Le 21 septembre, le procureur général de la République a décidé l'ouverture d'une enquête criminelle sur la dissimulation des dettes de Madère. Un peu tard. Il apparaît maintenant que la dissimulation de dettes par Jardim remonte au moins à 1990, les magistrats de la Cour des comptes, désignés par le procureur général, ayant laissé faire, comme d'ailleurs toutes les autres autorités de l'Etat. A commencer par le président de la République Anibal Cavaco Silva (lui-même PSD) qui, en 2008, donnait Madère en exemple de développement «au Portugal de l'intérieur» tout en se laissant humilier publiquement par Jardim.

Pourquoi cette complaisance de la classe politique de Lisbonne à l'égard de cet histrion aux pratiques frauduleuses? Parce que le caudillo de Madère pouvait peser sur les choix politiques nationaux ? Ou pour des raisons moins avouables, Madère bénéficiant, outre les subsides nationaux et communautaires, d'un statut de paradis fiscal abondamment utilisé par les élites portugaises? La question mériterait d'être posée.

Pour le Premier ministre et président du PSD national, Pedro Passos Coelho, le cas Jardim est un test politique majeur. Sans se dissocier encore ouvertement du président du gouvernement régional de Madère, évoquant de «graves irrégularités incompréhensibles», Passos a décidé de boycotter la campagne de Jardim pour les élections régionales du 9 octobre prochain. Cette abstention risque de ne pas suffire tant l'opinion publique du continent est indignée par les révélations (pour beaucoup la confirmation) des turpitudes d'un personnage qui n'a jamais cessé d'insulter les habitants du continent tout en vivant à leur crochet.

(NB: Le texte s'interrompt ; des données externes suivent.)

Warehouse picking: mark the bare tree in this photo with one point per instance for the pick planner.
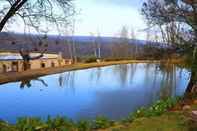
(166, 12)
(34, 12)
(124, 41)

Au niveau européen et international, c'est plus grave. «Pedro Passos Coelho disposait d'un argument et d'un seul en Europe : nous ne sommes pas la Grèce», explique l'eurodéputé indépendant (de gauche) Rui Tavares. «Alberto Joao Jardim a blessé à mort cet argument». Rappelant que tous les Premiers ministres portugais ont attendu que l'électorat de Madère règle à leur place le problème Jardim (ce qu'il n'a jamais fait), il ajoute que «la démocratie, ce n'est pas seulement que le peuple élise qui il veut. C'est aussi que personne ne soit au-dessus des lois».